12

I'm trying to pull out the subject and body of an email with .Net. It seems to go OK except for the text/html MessagePart. I'm not sure of the encoding etc - has anybody got this working OK? It errors for me when trying to convert.

Here is the raw string for the text/html Body Data

"PGRpdiBkaXI9Imx0ciI-dGV4dCBpbiBoZXJlPGJyPjwvZGl2Pg0K"

which throws an error.

"The input is not a valid Base-64 string as it contains a non-base 64 character, more than two padding characters, or an illegal character among the padding characters."

Here is the code:

    UsersResource.MessagesResource.GetRequest gr = gs.Users.Messages.Get(userEmail, TextBox1.Text);
    gr.Format = UsersResource.MessagesResource.GetRequest.FormatEnum.Full;                
    Message m = gr.Execute();

            foreach (MessagePart p in m.Payload.Parts)
            {
                if (p.MimeType == "text/html")
                {
                    try
                    {
                        byte[] data = Convert.FromBase64String(p.Body.Data);
                        string decodedString = Encoding.UTF8.GetString(data);
                        Response.Write(decodedString);
                    }
                    catch (Exception ex) { }
                }
            }

I'm getting the decoding wrong???

Thanks for your help.

PNC
  • 1,932
  • 19
  • 36
  • Same issue with me - just to let you know you are not alone! – Devfly Jun 29 '14 at 00:11
  • Good to hear - I've tried a number of approaches with the same outcome.
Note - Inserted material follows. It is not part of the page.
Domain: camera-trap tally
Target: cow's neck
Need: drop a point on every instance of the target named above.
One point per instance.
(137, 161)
Having the same issue also with the whole raw message when trying to parse to my MIME parser. – PNC Jun 29 '14 at 03:41

4 Answers4

23

The body data appears to be base64url-encoded, not base64-encoded. The difference is the use of - and _, instead of + and /, in the encoding’s alphabet of 64 characters. One solution is to replace all - and _ characters with + and / respectively, before calling FromBase64String.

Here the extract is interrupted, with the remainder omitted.